Mary placed the little one carefully on Eden’s knees and, supporting him there, swung them gently to and fro. But the baby would not have it so. With one chubby hand he grasped the rope himself and with the other tried to push Eden from the swing.

Philip threw Mary an amused glance. “He is going to be a rough one,” he observed. “You sit in the swing, Molly. Perhaps he’ll tolerate your holding him.”

The change was made. Mary spread out her frilly skirt, settled the baby in front of her, and Philip, holding his pipe in his teeth, sent them flying toward the leafy greenness. Piers shouted with joy; Mary’s skirts blew back, displaying her white embroidered petticoat and slim black silk ankles.

“Oh, how lovely!” she cried.

Eden, hearing the sound of horse’s hooves at the gate, darted through the shrubbery and appeared directly in front of Renny and the colt as they entered the drive.

The colt reared and held itself rigid for a moment, then moved on its hind legs, as though preparing to dance.

Eden rushed toward it shouting “Whoa! Whoa!”

“Get back, Eden,” ordered Renny, “you little fool!”

The last word was jolted from him in a grunt as he was hurled to the ground from the colt’s back. Philip ran to the scene, his final push to the swing so uneven that Mary was left precariously zigzagging.

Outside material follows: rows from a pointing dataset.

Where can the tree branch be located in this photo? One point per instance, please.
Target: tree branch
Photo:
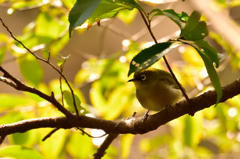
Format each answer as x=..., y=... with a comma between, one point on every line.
x=18, y=85
x=131, y=125
x=45, y=61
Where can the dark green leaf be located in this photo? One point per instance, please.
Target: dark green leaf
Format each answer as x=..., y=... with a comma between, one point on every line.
x=194, y=29
x=69, y=100
x=80, y=12
x=31, y=69
x=170, y=13
x=20, y=152
x=205, y=47
x=212, y=74
x=149, y=56
x=110, y=8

The colt now stood quite still and let Philip to take it by the bridle. He did so, and his full blue eyes swept over it and his son.

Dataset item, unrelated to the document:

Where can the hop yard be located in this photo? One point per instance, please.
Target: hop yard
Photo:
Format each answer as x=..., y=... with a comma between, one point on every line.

“Well,” he said slowly, “you’re a pretty pair!”

“It was Eden’s fault,” said Renny, “He must learn not to run out on the drive like that.”

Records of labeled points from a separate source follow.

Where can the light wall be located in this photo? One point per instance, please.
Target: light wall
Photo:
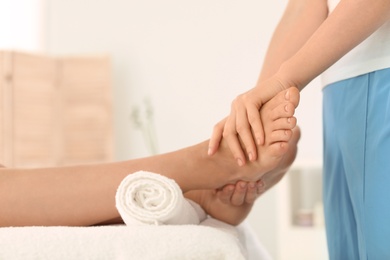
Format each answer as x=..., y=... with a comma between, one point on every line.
x=190, y=59
x=21, y=24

Philip asked — “And what about the pickle you’re in? Is that Eden’s fault?”

Mary came through the trees carrying the baby on her arm. At the sight of Renny’s cheek, which had been scratched on the gravel, and his generally ruffianly appearance, she screamed. At the sight and sound of his mother’s distress Eden too gave a shrill cry.

“Enough of that!” exclaimed Philip testily. “If anyone should scream I am the one. Now,” he turned to his eldest son — “explain!”

Renny passed his hand over his head. “Mr. Ferrier refused to keep the colt.”

“Refused to keep the colt? But why?”

“The colt bit at him, Father. It all but took the face off him. I couldn’t ask him to keep it after that.”

Philip groaned. “And to think I haven’t his cheque!”

Renny proceeded. “And he tore my coat, as you see, and he nearly jumped into a motor car with two people who turned out to be relations of Mr. Ferrier, and he ate the manger at the hotel, and I nearly lost my life at a railway crossing because of him. I’m lucky enough to have got back at all after what I’ve been through!”

Philip laughed derisively.

“It’s all very well for
you
to laugh,” said Renny.

“What on earth shall we do with the brute?” asked Philip, looking ruefully over the colt.

Renny answered eagerly: —

“He’s a splendid fellow, Dad! I’ve never known a colt I liked better. He will be a fine jumper. All he needs is the right handling.
I’m the one to do it! Please let me school him! There’s nothing I’d like so much.”

Philip looked thoughtfully into his son’s eyes, then he said — “Very well, I agree. But if he persists in this biting habit — Eden! Keep away from his head, will you!”

Renny jumped to the saddle and Eden cried — “May I ride with him to the stable?” Piers too held out his arms toward Renny.